1869年医者になるために上京した英世は医術開業試験を受験する。その試験に合格するにはに大凡10年かかるといわれていたが1年余りで合格した。そして彼の圧倒的な集中力は並外れたものでアメリカでの研究仲間が舌を巻くほどであった。では彼のその集中力はどのように作られたのであろうか。

英世のように集中すべきときにギアトップに入れることができるようにするにはどうしたらいいのか・・・子を持つ親にとっては興味深いテーマだ。

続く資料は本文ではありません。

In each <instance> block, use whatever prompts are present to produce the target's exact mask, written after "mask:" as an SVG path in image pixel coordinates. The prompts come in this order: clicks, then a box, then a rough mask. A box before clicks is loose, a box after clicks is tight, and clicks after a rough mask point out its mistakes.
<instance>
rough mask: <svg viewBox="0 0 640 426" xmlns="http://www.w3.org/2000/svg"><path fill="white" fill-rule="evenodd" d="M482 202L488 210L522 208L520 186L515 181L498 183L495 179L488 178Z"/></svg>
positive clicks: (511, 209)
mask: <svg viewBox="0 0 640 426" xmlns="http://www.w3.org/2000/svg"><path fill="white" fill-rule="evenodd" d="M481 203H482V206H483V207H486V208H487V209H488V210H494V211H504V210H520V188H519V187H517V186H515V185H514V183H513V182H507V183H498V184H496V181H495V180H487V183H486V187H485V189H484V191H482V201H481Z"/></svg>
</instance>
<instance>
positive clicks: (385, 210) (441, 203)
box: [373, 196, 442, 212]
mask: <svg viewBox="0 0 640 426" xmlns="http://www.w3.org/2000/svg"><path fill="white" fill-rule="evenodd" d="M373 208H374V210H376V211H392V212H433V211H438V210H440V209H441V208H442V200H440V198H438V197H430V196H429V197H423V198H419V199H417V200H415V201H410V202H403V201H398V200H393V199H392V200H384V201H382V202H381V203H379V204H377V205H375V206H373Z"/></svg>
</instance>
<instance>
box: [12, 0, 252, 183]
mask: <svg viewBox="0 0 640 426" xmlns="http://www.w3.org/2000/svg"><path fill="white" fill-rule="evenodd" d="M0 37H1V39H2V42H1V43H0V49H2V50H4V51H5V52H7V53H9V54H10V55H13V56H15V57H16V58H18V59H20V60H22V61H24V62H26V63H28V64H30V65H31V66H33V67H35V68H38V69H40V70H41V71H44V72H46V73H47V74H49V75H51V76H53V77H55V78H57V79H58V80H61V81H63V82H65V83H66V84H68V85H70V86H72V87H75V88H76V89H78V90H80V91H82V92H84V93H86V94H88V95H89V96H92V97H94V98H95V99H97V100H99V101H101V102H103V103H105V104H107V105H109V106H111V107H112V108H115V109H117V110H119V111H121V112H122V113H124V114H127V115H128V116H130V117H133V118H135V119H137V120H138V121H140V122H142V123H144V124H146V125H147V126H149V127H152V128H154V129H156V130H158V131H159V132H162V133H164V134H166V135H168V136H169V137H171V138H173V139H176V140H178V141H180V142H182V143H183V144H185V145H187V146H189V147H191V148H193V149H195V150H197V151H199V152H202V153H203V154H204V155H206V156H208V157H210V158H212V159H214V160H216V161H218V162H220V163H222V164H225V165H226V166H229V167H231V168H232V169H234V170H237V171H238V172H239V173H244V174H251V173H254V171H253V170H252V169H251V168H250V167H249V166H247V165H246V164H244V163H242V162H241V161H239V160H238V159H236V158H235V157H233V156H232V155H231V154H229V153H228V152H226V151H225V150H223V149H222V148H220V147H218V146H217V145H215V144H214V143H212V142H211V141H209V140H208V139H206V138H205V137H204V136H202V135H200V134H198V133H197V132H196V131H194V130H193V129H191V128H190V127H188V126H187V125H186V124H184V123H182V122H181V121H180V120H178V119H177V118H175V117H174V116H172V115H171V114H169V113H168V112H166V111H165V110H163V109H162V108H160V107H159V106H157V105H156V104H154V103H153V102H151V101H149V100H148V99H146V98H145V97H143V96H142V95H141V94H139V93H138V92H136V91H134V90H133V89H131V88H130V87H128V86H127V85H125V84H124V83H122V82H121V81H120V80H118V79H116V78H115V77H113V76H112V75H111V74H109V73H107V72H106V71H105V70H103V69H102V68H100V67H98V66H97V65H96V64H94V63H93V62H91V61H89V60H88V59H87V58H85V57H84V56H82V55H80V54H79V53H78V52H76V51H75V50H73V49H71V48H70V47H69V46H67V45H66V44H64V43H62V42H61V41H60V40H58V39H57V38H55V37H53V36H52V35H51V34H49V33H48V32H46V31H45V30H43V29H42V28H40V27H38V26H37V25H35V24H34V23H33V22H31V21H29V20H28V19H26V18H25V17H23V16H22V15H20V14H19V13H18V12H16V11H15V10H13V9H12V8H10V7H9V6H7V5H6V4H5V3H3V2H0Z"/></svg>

案外特別なことではなく物事に集中するということは、誰しもやりたいことが見つかれば没頭することができるのである。そして夢中になることを乳児の頃から1つでも多くできる環境を先ず与え、常に子供にやりたいことを見つけさせることが先決である。

子供のやりたいことは何なのかを見極めるためには何でもやらせてみることに尽きるが、そのスタートは日常のことからである。時に習い事にその選択肢をおく場合があるがそれは4歳以降の選択にしたほうが良い。先ずは日常の生活で基礎を築くべきことはたくさんあり、その中から子供の関心や興味を引くものは何かを観察する。そしてその精度を徐々にハイレベルにすることで思考と実践で集中力をつける方向に進めさせるのだ。

英世の集中力を伸ばしたこと・・・それは『相撲』だと考えている。彼は左手火傷がもとでいじめにあっていたがそのいじめの悔しさを発散したのは相撲である。不自由な左手を上手く使いおっつけという技で相手を負かしすこぶる強かったそうだ。

このおっつけと言う技は相手の差し手を封じるための技で決め手にならないが、相手の重心を浮き上がらせて勝負に持ち込む技だそうだ。相手の動きを身ながら瞬時に対応することで集中力と負けん気の強さが身に付いたのであろう。一つの事柄に注意し集中して物事に取組むことが集中力であるのだから、まさしく英世は相撲でそのことを磨いていった。

さて現代の子供たちの集中力は残念ながら低下している状況がある。大きな要因が外的刺激で特にスマートフォンやデジタル機器による映像が関係していると研究結果でも明らかになっている。

幼児の集中力は年齢+1分といわれ2歳なら3分、5歳なら6分、小学校低学年なら15分、高学年で25分、中学生で30分、高校生で45分、大人で90分だ。幼児のわずかな集中時間を自分で考えることにあてることができず、安易に刺激の多い動画に慣らされていることは憂えるべき問題だ。子共の集中力を身につけさせたければアナログな方法で手を動かすことからはじめるべきである。

先日新聞記事で辞書で言葉を調べたときとスマートフォンで検索したときの記憶の定着を調べた結果が記事になっていたが、明らかに辞書での字引が記憶定着になるそうだ。このことからやはり時代は変遷しようともアナログで進めなければならないものがあると再認識した。それは私のレジメもその類であろう。


野口英世・・・親が付けた名前は清作。彼は文豪坪内逍遥が書いた『当世書生気質』に描かれている野々口清作と言う田舎の医学生が酒と女に溺れるという内容に慌てふためき、あの手この手を尽くし改名したのが世界の英傑になれの『英世』である。言うまでもなくその名の通りになったのであるが、酒と芸者遊びにもトップギアで望んだのであるから彼の集中力は本物であったのかもしれない。しかし人生に於いてはギアトップで走ることだけが幸せではない、時にはハンドルの遊びだって必要だ。臨機応変に対応し集中すべきときにギアチェンジすることを教えることも親の役目なのかもしれない。